O SR. PRESIDENTE (Reginaldo Pujol): Estão abertos os trabalhos da presente Sessão Solene, destinada a comemorar o Cinqüentenário da Declaração Universal dos Direitos Humanos.

Para compor a Mesa, convidamos o Diretor do Instituto de Filosofia e Ciências Humanas da Universidade Federal do Rio Grande do Sul, Prof. José Vicente Tavares dos Santos; o representante do Comando-Geral da Brigada Militar do Estado do Rio Grande do Sul, Major Irani Bernardes de Souza; a representante da Direção Colegiada do SINPRO-RS, Prof.ª Ana Lúcia Silva Tomazi; e o Presidente do Conselho de Cidadãos Honorários de Porto Alegre, Dr. Israel Lapchick.

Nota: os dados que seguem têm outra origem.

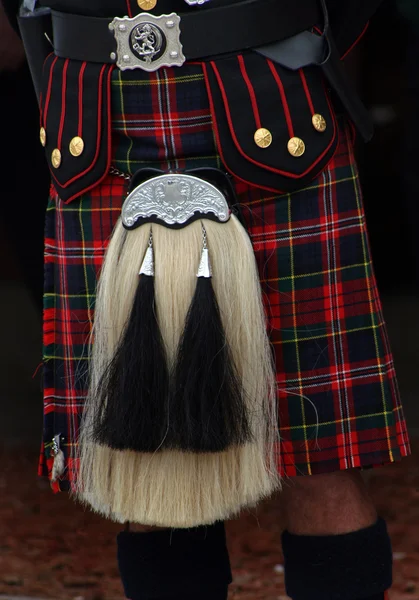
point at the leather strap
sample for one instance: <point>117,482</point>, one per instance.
<point>206,33</point>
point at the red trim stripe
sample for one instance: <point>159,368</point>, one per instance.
<point>251,91</point>
<point>63,103</point>
<point>98,138</point>
<point>81,74</point>
<point>283,98</point>
<point>307,91</point>
<point>249,158</point>
<point>217,137</point>
<point>48,96</point>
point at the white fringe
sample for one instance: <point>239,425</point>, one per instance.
<point>180,489</point>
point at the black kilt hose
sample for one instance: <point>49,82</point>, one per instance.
<point>289,152</point>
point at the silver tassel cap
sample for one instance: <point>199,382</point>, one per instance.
<point>147,266</point>
<point>204,269</point>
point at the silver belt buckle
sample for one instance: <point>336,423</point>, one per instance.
<point>147,42</point>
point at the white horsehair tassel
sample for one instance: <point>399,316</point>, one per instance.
<point>204,269</point>
<point>147,266</point>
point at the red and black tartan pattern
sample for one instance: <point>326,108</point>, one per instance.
<point>338,399</point>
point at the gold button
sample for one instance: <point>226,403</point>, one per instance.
<point>319,123</point>
<point>56,158</point>
<point>263,137</point>
<point>296,147</point>
<point>76,146</point>
<point>147,4</point>
<point>43,136</point>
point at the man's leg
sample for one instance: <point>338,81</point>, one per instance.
<point>335,546</point>
<point>329,504</point>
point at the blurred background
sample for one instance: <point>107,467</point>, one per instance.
<point>50,548</point>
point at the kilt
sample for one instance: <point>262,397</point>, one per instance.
<point>339,406</point>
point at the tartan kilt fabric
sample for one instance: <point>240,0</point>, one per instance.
<point>338,399</point>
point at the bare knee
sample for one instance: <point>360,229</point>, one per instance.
<point>326,504</point>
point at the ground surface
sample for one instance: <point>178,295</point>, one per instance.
<point>52,549</point>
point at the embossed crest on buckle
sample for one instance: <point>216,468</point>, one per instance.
<point>147,42</point>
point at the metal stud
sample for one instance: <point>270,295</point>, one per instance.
<point>76,146</point>
<point>43,136</point>
<point>296,147</point>
<point>319,123</point>
<point>263,137</point>
<point>56,158</point>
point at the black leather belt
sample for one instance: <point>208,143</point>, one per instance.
<point>147,41</point>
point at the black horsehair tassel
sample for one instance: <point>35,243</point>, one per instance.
<point>133,392</point>
<point>208,412</point>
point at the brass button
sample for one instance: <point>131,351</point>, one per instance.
<point>56,158</point>
<point>319,123</point>
<point>43,136</point>
<point>147,4</point>
<point>263,137</point>
<point>296,147</point>
<point>76,146</point>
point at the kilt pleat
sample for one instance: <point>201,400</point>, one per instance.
<point>339,405</point>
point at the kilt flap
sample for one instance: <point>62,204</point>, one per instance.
<point>76,123</point>
<point>275,128</point>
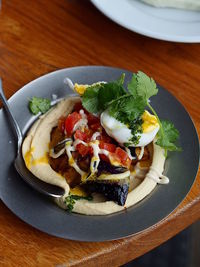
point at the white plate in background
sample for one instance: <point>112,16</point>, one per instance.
<point>161,23</point>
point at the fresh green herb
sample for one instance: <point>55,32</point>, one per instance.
<point>142,85</point>
<point>91,99</point>
<point>146,87</point>
<point>71,200</point>
<point>169,138</point>
<point>128,107</point>
<point>38,104</point>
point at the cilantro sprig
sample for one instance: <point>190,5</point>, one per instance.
<point>38,104</point>
<point>128,106</point>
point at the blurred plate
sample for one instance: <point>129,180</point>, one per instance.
<point>41,212</point>
<point>161,23</point>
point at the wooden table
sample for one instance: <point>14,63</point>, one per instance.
<point>41,36</point>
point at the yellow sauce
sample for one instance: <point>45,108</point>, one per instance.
<point>28,158</point>
<point>78,191</point>
<point>150,122</point>
<point>80,88</point>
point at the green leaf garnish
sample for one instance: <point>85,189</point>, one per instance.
<point>120,81</point>
<point>71,200</point>
<point>169,136</point>
<point>128,107</point>
<point>90,99</point>
<point>38,104</point>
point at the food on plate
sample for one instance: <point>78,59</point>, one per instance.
<point>185,4</point>
<point>106,147</point>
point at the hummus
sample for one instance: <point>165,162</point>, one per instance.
<point>35,152</point>
<point>185,4</point>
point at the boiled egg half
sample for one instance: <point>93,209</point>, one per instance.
<point>122,134</point>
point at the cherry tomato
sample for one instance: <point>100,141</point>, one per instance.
<point>84,150</point>
<point>61,124</point>
<point>78,106</point>
<point>92,119</point>
<point>70,122</point>
<point>96,127</point>
<point>123,156</point>
<point>107,146</point>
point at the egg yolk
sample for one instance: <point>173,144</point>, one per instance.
<point>80,88</point>
<point>150,122</point>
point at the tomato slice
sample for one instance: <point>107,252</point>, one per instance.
<point>78,106</point>
<point>61,124</point>
<point>70,122</point>
<point>123,156</point>
<point>107,146</point>
<point>80,135</point>
<point>84,150</point>
<point>92,119</point>
<point>96,127</point>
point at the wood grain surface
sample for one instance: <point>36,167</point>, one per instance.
<point>41,36</point>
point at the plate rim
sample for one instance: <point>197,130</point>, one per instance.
<point>94,240</point>
<point>147,33</point>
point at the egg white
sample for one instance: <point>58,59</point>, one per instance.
<point>122,134</point>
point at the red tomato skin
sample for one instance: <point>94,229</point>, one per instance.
<point>70,122</point>
<point>107,146</point>
<point>123,156</point>
<point>84,150</point>
<point>92,119</point>
<point>61,124</point>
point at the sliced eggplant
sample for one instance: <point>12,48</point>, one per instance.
<point>116,191</point>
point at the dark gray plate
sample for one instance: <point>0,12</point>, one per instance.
<point>40,212</point>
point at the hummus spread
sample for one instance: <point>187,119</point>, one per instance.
<point>35,152</point>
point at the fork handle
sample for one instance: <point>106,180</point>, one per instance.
<point>11,117</point>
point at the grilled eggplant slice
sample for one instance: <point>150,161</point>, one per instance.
<point>115,190</point>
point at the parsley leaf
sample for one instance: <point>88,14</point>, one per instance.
<point>127,107</point>
<point>90,99</point>
<point>132,85</point>
<point>109,92</point>
<point>38,104</point>
<point>167,136</point>
<point>120,81</point>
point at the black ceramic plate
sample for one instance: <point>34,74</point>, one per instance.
<point>40,212</point>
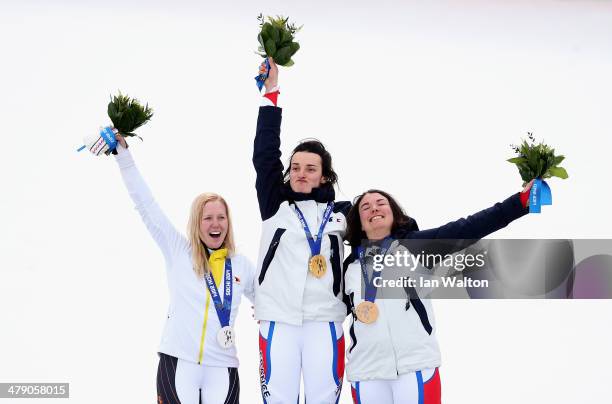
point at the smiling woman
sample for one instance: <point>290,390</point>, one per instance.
<point>197,356</point>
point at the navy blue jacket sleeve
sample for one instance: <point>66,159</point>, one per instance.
<point>267,161</point>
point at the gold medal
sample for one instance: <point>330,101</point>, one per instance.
<point>317,266</point>
<point>367,312</point>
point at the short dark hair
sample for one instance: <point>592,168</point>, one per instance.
<point>316,147</point>
<point>355,235</point>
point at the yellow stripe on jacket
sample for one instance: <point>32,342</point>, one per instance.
<point>217,266</point>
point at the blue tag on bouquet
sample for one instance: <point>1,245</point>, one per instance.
<point>262,76</point>
<point>539,195</point>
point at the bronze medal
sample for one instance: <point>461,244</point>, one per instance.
<point>317,266</point>
<point>367,312</point>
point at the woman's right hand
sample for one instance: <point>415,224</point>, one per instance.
<point>272,80</point>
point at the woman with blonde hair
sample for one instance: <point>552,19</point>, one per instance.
<point>206,279</point>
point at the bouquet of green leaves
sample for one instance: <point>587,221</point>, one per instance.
<point>276,39</point>
<point>127,114</point>
<point>537,161</point>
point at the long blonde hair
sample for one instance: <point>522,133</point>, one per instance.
<point>199,251</point>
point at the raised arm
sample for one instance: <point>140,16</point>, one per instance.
<point>266,149</point>
<point>161,229</point>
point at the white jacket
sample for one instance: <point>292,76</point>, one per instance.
<point>397,342</point>
<point>285,290</point>
<point>185,335</point>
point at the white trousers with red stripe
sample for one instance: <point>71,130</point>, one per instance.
<point>315,350</point>
<point>421,387</point>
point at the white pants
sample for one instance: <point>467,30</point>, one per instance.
<point>314,349</point>
<point>421,387</point>
<point>183,382</point>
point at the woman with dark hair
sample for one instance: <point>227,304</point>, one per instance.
<point>394,355</point>
<point>298,288</point>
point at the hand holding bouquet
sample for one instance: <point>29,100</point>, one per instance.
<point>537,162</point>
<point>127,115</point>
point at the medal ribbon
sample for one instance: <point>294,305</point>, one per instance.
<point>315,245</point>
<point>223,308</point>
<point>370,292</point>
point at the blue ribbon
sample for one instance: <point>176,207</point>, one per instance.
<point>370,292</point>
<point>261,78</point>
<point>315,245</point>
<point>224,308</point>
<point>539,195</point>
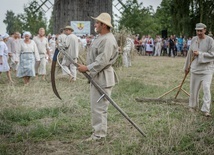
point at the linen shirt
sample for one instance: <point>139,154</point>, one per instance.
<point>101,55</point>
<point>28,48</point>
<point>42,44</point>
<point>204,62</point>
<point>73,46</point>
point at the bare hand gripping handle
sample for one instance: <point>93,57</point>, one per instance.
<point>103,94</point>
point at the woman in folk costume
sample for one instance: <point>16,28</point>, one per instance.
<point>4,66</point>
<point>149,45</point>
<point>27,55</point>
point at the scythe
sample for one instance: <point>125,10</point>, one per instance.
<point>101,91</point>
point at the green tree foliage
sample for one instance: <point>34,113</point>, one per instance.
<point>177,16</point>
<point>13,22</point>
<point>137,18</point>
<point>31,20</point>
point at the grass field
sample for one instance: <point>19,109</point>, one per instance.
<point>33,121</point>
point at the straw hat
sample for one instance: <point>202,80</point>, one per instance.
<point>69,27</point>
<point>104,18</point>
<point>200,26</point>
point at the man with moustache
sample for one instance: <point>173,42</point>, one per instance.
<point>102,54</point>
<point>200,58</point>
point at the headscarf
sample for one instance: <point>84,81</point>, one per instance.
<point>26,33</point>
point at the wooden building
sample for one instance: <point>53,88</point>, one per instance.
<point>66,11</point>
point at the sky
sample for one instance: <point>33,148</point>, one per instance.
<point>17,6</point>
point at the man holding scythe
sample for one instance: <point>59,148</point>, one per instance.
<point>101,55</point>
<point>202,68</point>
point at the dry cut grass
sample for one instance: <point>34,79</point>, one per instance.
<point>34,121</point>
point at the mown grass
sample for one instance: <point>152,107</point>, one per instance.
<point>34,121</point>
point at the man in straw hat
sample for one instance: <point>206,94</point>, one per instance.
<point>201,68</point>
<point>101,55</point>
<point>71,41</point>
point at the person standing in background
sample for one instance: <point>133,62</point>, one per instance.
<point>201,58</point>
<point>44,53</point>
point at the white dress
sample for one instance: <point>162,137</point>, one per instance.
<point>4,67</point>
<point>27,55</point>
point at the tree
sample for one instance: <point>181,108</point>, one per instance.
<point>138,19</point>
<point>33,19</point>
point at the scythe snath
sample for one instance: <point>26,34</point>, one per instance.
<point>101,91</point>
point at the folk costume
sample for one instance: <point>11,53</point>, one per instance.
<point>202,69</point>
<point>158,46</point>
<point>4,66</point>
<point>71,42</point>
<point>129,46</point>
<point>101,55</point>
<point>149,46</point>
<point>43,47</point>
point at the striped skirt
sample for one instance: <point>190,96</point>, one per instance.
<point>26,65</point>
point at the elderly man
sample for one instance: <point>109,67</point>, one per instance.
<point>200,62</point>
<point>71,42</point>
<point>44,52</point>
<point>101,55</point>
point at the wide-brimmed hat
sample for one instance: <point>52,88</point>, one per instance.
<point>5,36</point>
<point>200,26</point>
<point>104,18</point>
<point>69,27</point>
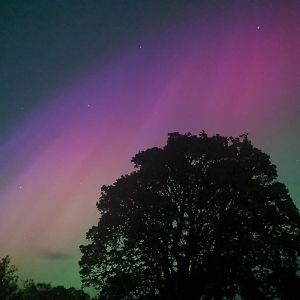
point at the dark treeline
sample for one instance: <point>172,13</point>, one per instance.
<point>204,217</point>
<point>10,289</point>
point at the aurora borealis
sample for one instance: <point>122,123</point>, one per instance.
<point>86,84</point>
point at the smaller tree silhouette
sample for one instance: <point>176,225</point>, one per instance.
<point>44,291</point>
<point>8,279</point>
<point>201,218</point>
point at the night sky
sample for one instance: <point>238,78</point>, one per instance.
<point>86,84</point>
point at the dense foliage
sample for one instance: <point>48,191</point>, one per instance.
<point>202,217</point>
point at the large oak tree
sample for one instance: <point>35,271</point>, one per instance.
<point>201,218</point>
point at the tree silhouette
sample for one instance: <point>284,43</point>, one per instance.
<point>8,279</point>
<point>201,218</point>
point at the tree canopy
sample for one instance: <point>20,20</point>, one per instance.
<point>204,217</point>
<point>8,279</point>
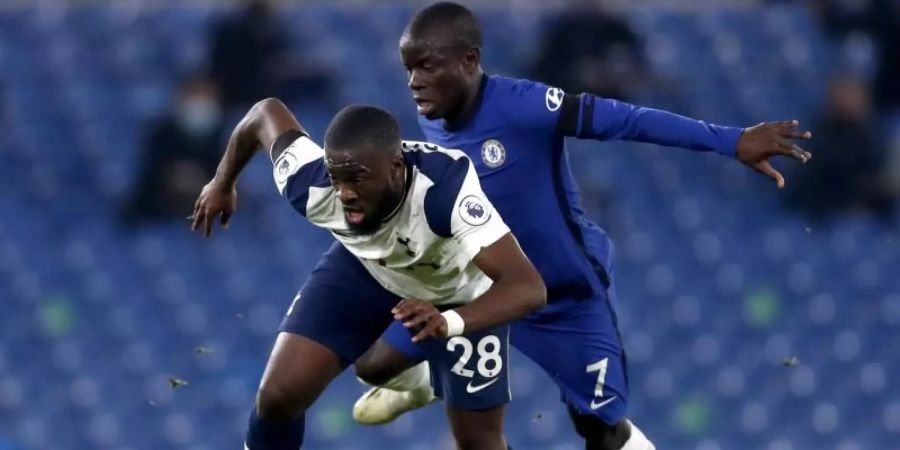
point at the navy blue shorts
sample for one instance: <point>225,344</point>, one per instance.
<point>578,346</point>
<point>343,308</point>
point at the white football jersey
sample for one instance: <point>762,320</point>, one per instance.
<point>424,250</point>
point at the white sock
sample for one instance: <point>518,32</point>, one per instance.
<point>415,377</point>
<point>637,441</point>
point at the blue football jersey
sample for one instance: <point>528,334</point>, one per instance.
<point>516,139</point>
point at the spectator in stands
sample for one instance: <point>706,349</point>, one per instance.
<point>588,48</point>
<point>252,58</point>
<point>879,21</point>
<point>181,151</point>
<point>848,171</point>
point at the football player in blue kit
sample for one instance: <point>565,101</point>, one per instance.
<point>416,236</point>
<point>514,131</point>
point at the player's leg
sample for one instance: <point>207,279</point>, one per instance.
<point>401,380</point>
<point>477,430</point>
<point>337,315</point>
<point>389,357</point>
<point>471,373</point>
<point>287,390</point>
<point>577,344</point>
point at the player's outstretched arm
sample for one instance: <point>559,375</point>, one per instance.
<point>517,290</point>
<point>587,116</point>
<point>261,126</point>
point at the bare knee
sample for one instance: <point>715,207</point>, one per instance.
<point>278,402</point>
<point>478,430</point>
<point>598,435</point>
<point>481,440</point>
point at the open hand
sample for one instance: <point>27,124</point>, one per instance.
<point>418,313</point>
<point>768,139</point>
<point>215,199</point>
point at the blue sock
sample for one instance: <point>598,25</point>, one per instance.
<point>272,435</point>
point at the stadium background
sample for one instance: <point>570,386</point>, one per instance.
<point>747,324</point>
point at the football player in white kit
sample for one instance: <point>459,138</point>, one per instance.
<point>419,242</point>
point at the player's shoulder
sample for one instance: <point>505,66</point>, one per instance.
<point>525,101</point>
<point>434,161</point>
<point>447,169</point>
<point>524,89</point>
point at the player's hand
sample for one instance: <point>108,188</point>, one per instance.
<point>768,139</point>
<point>216,199</point>
<point>418,313</point>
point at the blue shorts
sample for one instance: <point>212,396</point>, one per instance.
<point>578,346</point>
<point>342,307</point>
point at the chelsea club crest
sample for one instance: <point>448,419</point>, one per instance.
<point>492,153</point>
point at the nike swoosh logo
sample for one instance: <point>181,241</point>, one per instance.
<point>473,389</point>
<point>595,405</point>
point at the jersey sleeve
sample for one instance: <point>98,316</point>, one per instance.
<point>456,208</point>
<point>587,116</point>
<point>474,222</point>
<point>299,167</point>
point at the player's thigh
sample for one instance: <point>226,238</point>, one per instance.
<point>578,346</point>
<point>480,430</point>
<point>471,372</point>
<point>340,307</point>
<point>393,353</point>
<point>298,371</point>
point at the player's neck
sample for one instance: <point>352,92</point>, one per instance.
<point>470,106</point>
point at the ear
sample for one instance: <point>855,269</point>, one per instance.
<point>472,59</point>
<point>397,162</point>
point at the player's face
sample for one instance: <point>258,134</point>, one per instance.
<point>369,184</point>
<point>437,74</point>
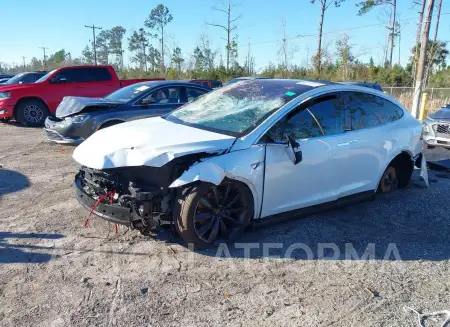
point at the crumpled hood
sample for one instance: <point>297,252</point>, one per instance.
<point>74,105</point>
<point>146,142</point>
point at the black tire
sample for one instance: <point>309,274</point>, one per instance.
<point>32,113</point>
<point>110,123</point>
<point>229,224</point>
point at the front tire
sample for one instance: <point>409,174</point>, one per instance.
<point>207,214</point>
<point>32,113</point>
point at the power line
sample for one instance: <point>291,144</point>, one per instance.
<point>93,34</point>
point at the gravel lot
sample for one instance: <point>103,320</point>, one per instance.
<point>345,267</point>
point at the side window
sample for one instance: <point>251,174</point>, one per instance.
<point>300,126</point>
<point>166,95</point>
<point>329,114</point>
<point>99,74</point>
<point>27,79</point>
<point>323,116</point>
<point>367,110</point>
<point>193,93</point>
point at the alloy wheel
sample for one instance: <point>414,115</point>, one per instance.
<point>33,113</point>
<point>220,213</point>
<point>389,181</point>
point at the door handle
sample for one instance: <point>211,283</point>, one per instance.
<point>348,143</point>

Esta Sessão decorre do Requerimento nº 65/98 (Proc. 802/98), cujo proponente é o Ver. Antônio Losada e destina-se a comemorar, assinalar e registrar o Cinqüentenário da Declaração Universal dos Direitos do Homem.

Para iniciarmos os trabalhos, solicitamos a todos para, de pé, cantarmos o Hino Nacional.

 

(É executado o Hino Nacional.)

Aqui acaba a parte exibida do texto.